One of the really innovative aspects to what they’ve done is how they’ve augmented the traditional weekly sales data provided by Neilson Bookscan with other data feeds from book sales sites on the Internet.
This ability to creatively find and harvest data from other places to augment traditional book sales data allows them to find relationships between book sales and other events or trends that aren’t visible without having all the data in front of you and the right tools to analyze and display it.
This tool is very similar to the data visualization provided by Smart Money magazine for their Map of the Market. This tool allows users of the Smart Money website to analyze stocks in different segments of the market and to understand which market segments are performing better or worse than others. It also allows people to quickly find individual stocks that are performing well above or below average.
O’Reilly, based on open source database and visualization tools, has now created a similar functionality to track the technical book market.
So what are some of the big trends in the technical book market? Here are some of the trends that Tim identified:
- About half of all books sold in America are sold through Amazon.com, B&N, Borders and B&N.com.

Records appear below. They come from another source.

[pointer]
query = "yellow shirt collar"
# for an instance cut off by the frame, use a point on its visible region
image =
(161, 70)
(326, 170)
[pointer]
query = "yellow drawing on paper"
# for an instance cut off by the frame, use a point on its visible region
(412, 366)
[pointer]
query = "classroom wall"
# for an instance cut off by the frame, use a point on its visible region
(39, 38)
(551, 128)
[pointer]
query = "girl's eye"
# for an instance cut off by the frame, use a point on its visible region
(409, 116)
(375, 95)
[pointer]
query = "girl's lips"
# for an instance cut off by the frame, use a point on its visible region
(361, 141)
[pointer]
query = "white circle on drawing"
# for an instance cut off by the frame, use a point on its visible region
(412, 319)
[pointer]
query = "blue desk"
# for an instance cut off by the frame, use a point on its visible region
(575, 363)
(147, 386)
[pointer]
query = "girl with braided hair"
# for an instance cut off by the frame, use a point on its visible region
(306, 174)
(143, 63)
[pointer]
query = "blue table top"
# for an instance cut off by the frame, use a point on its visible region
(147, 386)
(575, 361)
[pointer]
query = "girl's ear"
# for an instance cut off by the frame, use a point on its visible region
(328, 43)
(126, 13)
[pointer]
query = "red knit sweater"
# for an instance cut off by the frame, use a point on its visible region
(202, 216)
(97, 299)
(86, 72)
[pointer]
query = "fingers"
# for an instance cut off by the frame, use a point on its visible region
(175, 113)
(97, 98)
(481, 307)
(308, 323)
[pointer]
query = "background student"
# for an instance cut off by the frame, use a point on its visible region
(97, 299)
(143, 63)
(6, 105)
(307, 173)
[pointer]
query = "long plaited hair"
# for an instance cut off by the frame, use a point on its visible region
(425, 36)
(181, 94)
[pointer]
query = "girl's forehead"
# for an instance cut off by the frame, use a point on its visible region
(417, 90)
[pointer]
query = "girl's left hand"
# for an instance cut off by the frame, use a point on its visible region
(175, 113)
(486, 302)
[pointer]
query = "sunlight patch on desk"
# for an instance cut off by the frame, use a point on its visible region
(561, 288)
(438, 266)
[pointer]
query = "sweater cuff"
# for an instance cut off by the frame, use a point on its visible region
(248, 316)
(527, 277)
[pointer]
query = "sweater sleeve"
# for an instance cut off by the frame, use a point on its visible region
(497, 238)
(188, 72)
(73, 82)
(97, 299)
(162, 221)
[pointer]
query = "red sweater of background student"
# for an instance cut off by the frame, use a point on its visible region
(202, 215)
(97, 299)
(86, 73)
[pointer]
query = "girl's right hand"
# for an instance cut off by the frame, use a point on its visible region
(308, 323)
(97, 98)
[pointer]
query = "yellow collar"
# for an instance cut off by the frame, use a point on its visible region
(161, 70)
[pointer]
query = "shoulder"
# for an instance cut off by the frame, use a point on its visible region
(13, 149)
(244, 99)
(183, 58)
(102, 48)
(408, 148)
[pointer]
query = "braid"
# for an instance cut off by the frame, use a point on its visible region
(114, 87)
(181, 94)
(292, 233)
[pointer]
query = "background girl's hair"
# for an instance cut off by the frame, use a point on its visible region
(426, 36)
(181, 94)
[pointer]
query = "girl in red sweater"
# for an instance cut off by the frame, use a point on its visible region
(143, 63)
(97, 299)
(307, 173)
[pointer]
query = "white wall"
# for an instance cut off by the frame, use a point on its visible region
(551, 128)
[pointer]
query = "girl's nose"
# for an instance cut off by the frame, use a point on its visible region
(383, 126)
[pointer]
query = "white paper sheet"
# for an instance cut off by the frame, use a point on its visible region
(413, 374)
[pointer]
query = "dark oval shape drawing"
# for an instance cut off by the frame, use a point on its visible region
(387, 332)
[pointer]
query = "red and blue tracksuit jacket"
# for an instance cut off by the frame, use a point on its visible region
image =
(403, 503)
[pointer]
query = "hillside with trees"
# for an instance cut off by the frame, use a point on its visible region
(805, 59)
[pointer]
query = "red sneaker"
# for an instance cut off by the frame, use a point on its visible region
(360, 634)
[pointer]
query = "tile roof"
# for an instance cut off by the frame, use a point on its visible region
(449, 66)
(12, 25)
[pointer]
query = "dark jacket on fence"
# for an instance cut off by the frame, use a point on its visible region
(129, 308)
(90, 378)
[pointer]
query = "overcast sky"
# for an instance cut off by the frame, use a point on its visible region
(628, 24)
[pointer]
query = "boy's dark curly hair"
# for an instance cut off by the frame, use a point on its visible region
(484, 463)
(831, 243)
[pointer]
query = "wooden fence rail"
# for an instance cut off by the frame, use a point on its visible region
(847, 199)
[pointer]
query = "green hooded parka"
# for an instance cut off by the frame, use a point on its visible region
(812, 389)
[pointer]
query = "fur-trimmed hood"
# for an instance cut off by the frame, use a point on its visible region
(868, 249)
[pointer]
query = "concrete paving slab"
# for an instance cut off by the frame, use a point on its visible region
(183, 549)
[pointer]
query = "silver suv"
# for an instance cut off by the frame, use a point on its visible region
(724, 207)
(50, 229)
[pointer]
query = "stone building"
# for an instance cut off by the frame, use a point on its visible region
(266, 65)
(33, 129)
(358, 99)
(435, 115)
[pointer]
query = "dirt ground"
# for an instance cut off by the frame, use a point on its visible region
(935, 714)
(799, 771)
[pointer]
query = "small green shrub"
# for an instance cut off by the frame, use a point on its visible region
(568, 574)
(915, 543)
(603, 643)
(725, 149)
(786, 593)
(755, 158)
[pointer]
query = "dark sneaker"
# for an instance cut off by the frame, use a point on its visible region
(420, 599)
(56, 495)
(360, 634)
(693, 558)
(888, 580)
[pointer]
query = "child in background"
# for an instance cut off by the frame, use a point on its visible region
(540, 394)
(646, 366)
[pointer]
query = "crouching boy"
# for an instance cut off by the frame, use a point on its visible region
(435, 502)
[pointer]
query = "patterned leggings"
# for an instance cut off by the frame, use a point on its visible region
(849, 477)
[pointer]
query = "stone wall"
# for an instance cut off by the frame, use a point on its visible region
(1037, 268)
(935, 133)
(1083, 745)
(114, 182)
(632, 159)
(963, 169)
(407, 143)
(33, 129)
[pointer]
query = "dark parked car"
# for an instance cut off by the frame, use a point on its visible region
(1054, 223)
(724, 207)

- .NET, PHP and C# book sales are currently growing while Java is falling off. (Although, Java is still the largest category.)
- Books on Open Source technologies (if you count books on Java and related open source Java technologies as ‘open source’) dominate the combined sales of books on all ‘proprietary’ technologies.
- Sales of books on Red Hat Linux (including Fedora) have dropped off considerably, although the overall sales of Linux books has remained pretty constant. It seems that other distro’s and general Linux tech books are growing fast enough to take up the slack.
The challenge for them now is to understand how to hack the ‘collective intelligence’ of the Internet to understand what data might be lurking out on the Internet to help them understand causes and effects better. For example, would analyzing current job postings on the “help wanted” sites of major newspapers help them understand how the technology book market is reacting?
What data do you think might help understand or forecast what’s happening in the technology book market?
What data can be collected from the Internet to help understand trends in book sales?